Figure 1: DDL for the Published Practice Data
CREATE TABLE Practice.DecisionTreeTable(
ID bigint IDENTITY(1,1) NOT NULL,
PlayFootball bit NOT NULL CONSTRAINT DF_DecisionTreeTable_PlayFootball DEFAULT ((0)),
Outlook nvarchar(50) NULL,
Humidity nvarchar(50) NULL,
Temperature nvarchar(50) NULL,
Windy bit NOT NULL CONSTRAINT DF_DecisionTreeTable_Windy DEFAULT ((0)),
CONSTRAINT PK_DecisionTreeTable PRIMARY KEY CLUSTERED
( ID ASC
)WITH (PAD_INDEX = OFF, STATISTICS_NORECOMPUTE = OFF, IGNORE_DUP_KEY = OFF, ALLOW_ROW_LOCKS = ON, ALLOW_PAGE_LOCKS = ON) ON PRIMARY) ON PRIMARY
Figure 2: Customary Practice Data Values
…………The novel solution provided here returns the correct tree structures and information gain figures for the sample data I’ve tested it on, which can be downloaded from University of Toronto Prof. Saed Sayad’s website[vi] and plugged into the SQL Server table defined in Figure 1. His sample data is apparently taken from the third chapter of Carnegie Mellon University Prof.

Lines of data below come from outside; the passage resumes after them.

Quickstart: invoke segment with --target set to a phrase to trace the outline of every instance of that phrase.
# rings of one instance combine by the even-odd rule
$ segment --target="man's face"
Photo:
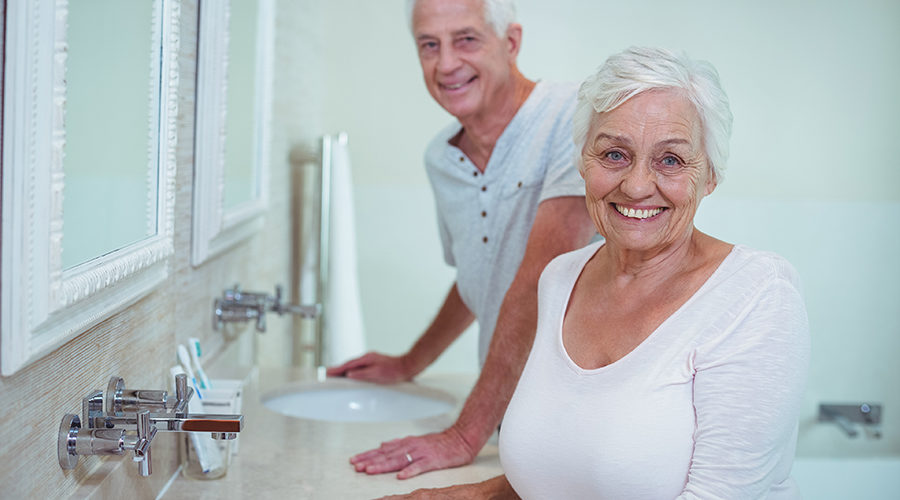
[[[482,0],[421,0],[413,37],[428,92],[460,120],[490,112],[511,81],[517,43],[485,22]]]

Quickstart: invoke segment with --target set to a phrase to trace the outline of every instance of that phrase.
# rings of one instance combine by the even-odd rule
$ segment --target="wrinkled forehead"
[[[488,32],[482,0],[419,0],[412,12],[413,37],[456,33]]]
[[[684,91],[650,90],[626,100],[612,111],[595,113],[588,141],[619,138],[635,146],[681,140],[703,145],[703,125],[696,106]]]

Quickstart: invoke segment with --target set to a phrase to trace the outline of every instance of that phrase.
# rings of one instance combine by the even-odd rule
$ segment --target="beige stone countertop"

Tom M. Mitchell’s 1997 book [vii] on Machine Learning, where judgments are made on whether or not to play tennis based on frequency tables of three columns of categorical data (Outlook, Temperature and Humidity) and a Boolean value for Windy. Sayad took the liberty of changing Mitchell’s PlayTennis column to PlayGolf, so I’ll do the same and alter it to PlayFootball (something my favorite team, the Buffalo Bills, hadn’t done in a generation at the time I put this experiment on the back burner). I considered changing the Temperature figures to something more appropriate for the NFL, like “Blizzard” and “Ice Bowl” but wasn’t sure if non-fans would get the cultural references. I’m not crazy on cluttering T-SQL code tutorials with a flood of INSERT…VALUES statements, so I’ve substituted a screenshot of what the final table should look like in Figure 2. The same tutorial values are often recycled in the literature on Decision Trees, which makes debugging easier, since others experience errors on familiar sets of attribute-value pairs. This was a silver lining to a very dark cloud, because an additional round of debugging is necessary to cram the tree structures into OLTP and OLAP systems that were not designed to handle them. Data analysts already have their hands full addressing the shortcomings listed in the last section, so it is probably wise to calculate Information Gain in other software tools that do not come with this added baggage.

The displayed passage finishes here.